The cultural and political heart of this fascinating city is the huge palace of the sultans of Yogya, the kraton.
Effectively a walled city, this unique compound is home to around 25,000 people, and has its own market, shops, batik and silver cottage industries, schools and mosques. Around 1000 of its residents are employed by the sultan. Alas, the treasures here are poorly displayed, so don’t expect much information to put the palace, its buildings or contents in context.
The innermost group of buildings, where the current sultan still resides, was built between 1755 and 1756. European-style touches to the interior were added in the 1920s. Structurally this is one of the finest examples of Javanese palace architecture, providing a series of luxurious halls and spacious courtyards and pavilions. An appreciation of history runs deep in Yogya, and the palace is attended by dignified elderly retainers who wear traditional Javanese dress.
The centre of the kraton is the reception hall, the Bangsal Kencana (Golden Pavilion), with its marble floor, intricately decorated roof, Dutch-style stained-glass windows and great columns of carved teak.
A large part of the kraton is used as a museum and holds an extensive collection, including gifts from European monarchs, gilt copies of the sacred pusaka (heirlooms of the royal family) and gamelan instruments. One of the most interesting rooms contains the royal family tree, old photographs of grand mass weddings and portraits of the former sultans of Yogya.
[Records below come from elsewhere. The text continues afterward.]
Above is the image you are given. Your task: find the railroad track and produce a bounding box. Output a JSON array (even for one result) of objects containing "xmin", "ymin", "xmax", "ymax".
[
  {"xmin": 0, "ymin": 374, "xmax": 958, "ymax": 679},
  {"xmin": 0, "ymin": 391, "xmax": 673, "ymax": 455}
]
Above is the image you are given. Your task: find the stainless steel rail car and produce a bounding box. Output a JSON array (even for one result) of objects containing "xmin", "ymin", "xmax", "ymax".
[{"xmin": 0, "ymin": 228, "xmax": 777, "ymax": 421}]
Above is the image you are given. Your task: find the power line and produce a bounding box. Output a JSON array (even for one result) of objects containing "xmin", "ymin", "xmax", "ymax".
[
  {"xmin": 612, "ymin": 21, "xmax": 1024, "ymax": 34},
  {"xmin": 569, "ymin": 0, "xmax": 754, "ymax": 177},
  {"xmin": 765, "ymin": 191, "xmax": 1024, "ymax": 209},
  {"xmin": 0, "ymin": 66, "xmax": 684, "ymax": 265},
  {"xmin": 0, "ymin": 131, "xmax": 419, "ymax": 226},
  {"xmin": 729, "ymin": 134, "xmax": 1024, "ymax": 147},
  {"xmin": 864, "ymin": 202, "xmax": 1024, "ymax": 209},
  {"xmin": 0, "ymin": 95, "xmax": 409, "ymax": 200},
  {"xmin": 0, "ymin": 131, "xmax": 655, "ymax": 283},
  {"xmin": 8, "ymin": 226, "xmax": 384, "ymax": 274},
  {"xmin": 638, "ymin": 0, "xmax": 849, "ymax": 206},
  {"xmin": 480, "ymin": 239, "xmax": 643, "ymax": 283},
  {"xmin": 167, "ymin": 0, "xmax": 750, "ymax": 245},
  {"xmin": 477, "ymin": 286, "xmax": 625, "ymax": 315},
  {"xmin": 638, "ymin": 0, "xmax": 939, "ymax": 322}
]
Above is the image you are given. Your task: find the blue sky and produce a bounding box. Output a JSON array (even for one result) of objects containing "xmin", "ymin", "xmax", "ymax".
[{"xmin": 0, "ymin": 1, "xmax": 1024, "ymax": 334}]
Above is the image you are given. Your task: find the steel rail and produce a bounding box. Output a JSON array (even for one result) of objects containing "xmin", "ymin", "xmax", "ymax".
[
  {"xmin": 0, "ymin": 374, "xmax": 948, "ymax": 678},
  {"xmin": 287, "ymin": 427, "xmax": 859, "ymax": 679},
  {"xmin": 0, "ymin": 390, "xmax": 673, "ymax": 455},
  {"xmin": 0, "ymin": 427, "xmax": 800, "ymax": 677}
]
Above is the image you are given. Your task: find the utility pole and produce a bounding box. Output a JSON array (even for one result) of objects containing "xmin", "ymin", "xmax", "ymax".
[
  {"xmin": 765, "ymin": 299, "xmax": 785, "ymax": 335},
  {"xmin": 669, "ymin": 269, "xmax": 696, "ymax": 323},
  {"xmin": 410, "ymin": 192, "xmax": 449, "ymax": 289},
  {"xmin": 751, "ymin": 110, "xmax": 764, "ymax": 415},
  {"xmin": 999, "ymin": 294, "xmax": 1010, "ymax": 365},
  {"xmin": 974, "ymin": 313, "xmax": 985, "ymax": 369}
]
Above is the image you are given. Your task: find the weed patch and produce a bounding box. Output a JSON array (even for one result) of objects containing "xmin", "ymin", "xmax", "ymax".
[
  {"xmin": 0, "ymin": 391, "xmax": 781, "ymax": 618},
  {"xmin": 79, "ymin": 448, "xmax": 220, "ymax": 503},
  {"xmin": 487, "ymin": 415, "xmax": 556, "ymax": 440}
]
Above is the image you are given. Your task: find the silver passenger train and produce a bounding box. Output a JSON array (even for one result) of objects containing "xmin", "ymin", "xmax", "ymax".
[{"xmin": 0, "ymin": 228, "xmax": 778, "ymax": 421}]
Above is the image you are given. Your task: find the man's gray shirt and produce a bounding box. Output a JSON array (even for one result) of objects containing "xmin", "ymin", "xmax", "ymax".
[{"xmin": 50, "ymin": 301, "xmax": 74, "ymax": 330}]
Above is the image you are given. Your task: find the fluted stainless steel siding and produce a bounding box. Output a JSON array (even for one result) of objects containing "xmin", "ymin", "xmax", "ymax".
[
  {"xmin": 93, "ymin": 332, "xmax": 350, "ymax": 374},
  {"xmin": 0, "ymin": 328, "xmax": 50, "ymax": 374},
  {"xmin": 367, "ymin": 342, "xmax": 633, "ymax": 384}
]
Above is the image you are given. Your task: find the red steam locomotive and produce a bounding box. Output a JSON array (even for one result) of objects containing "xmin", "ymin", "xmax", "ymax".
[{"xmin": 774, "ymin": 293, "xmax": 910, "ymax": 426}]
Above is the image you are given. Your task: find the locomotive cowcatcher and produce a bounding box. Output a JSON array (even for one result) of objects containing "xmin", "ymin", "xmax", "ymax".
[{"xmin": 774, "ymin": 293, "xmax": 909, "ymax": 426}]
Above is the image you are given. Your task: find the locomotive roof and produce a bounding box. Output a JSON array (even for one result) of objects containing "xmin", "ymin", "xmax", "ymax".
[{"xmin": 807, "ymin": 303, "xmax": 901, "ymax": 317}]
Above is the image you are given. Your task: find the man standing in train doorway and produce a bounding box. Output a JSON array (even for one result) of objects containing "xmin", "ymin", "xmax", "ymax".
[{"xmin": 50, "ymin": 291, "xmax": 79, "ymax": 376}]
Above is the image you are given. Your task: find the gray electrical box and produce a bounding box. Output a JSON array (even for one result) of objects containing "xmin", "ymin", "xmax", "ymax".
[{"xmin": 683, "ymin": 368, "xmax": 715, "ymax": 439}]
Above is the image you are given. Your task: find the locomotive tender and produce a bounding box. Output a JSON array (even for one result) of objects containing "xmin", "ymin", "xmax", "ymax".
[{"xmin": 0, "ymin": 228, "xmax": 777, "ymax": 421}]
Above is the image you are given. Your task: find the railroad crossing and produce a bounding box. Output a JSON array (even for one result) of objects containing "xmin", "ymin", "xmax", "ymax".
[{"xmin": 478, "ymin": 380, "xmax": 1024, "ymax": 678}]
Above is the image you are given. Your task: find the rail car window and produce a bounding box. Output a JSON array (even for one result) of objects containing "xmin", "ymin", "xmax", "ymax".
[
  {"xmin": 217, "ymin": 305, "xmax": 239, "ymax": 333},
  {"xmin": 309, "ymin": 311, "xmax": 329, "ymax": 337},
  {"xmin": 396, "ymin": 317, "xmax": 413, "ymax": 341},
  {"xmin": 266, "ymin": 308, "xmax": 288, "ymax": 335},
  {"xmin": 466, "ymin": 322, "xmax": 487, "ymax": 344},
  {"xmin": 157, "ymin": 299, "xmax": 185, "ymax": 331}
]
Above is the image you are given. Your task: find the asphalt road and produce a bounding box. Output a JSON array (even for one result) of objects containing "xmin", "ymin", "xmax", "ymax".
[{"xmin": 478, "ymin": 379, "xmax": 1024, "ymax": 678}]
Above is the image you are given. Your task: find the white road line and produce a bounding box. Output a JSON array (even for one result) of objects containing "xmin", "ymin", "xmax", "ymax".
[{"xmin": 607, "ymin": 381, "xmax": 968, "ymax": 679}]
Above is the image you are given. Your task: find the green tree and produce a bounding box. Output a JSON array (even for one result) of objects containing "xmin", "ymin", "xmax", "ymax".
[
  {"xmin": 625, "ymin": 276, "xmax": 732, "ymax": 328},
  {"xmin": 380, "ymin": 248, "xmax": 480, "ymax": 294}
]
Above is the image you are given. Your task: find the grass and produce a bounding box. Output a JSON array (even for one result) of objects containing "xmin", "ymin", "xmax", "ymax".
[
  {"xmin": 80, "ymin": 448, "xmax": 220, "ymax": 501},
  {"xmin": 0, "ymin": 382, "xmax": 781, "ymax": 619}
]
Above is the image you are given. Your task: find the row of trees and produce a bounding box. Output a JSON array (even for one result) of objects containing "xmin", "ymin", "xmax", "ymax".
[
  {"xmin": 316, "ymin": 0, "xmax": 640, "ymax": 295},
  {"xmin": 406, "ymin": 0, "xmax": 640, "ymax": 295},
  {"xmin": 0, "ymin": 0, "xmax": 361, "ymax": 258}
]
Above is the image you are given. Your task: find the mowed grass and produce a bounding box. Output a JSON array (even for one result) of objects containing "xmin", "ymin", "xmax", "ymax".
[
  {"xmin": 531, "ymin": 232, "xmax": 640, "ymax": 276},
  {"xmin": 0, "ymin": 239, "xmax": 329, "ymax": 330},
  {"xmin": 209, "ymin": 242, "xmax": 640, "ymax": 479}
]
A modern memorial building within the kraton is dedicated to the beloved Sultan Hamengkubuwono IX, with photographs and personal effects.
Other points of interest within the kraton include the male and female entrances, indicated by giant-sized ‘he’ and ‘she’ dragons (although the dragons look very similar).
Outside the kraton, in the centre of the northern square, there are two sacred waringin (banyan trees), where, in the days of feudal Java, white-robed petitioners would patiently sit hoping to catch the eye of the king. In the alun-alun kidul (southern square), two similar banyan trees are said to bring great fortune if you can walk between them without mishap blindfolded; on Friday and Saturday nights you can see the youth of Yogya attempting the feat to a chorus of laughter from friends.
There are performances in the kraton’s inner pavilion that are included in your entrance ticket. There’s gamelan on Monday and Tuesday (10am-noon), wayang golek (puppetry) on Wednesday and Saturday (9am-noon), Javanese poetry readings on Friday (10am to 11:30am), and classical dance on Thursday (10am to noon) and Sunday (11am to noon).
The kraton’s entrance is on the northwestern side. It’s closed on national holidays and for special ceremonies.
Be careful as there are scams practised by some batik sellers who hang around here.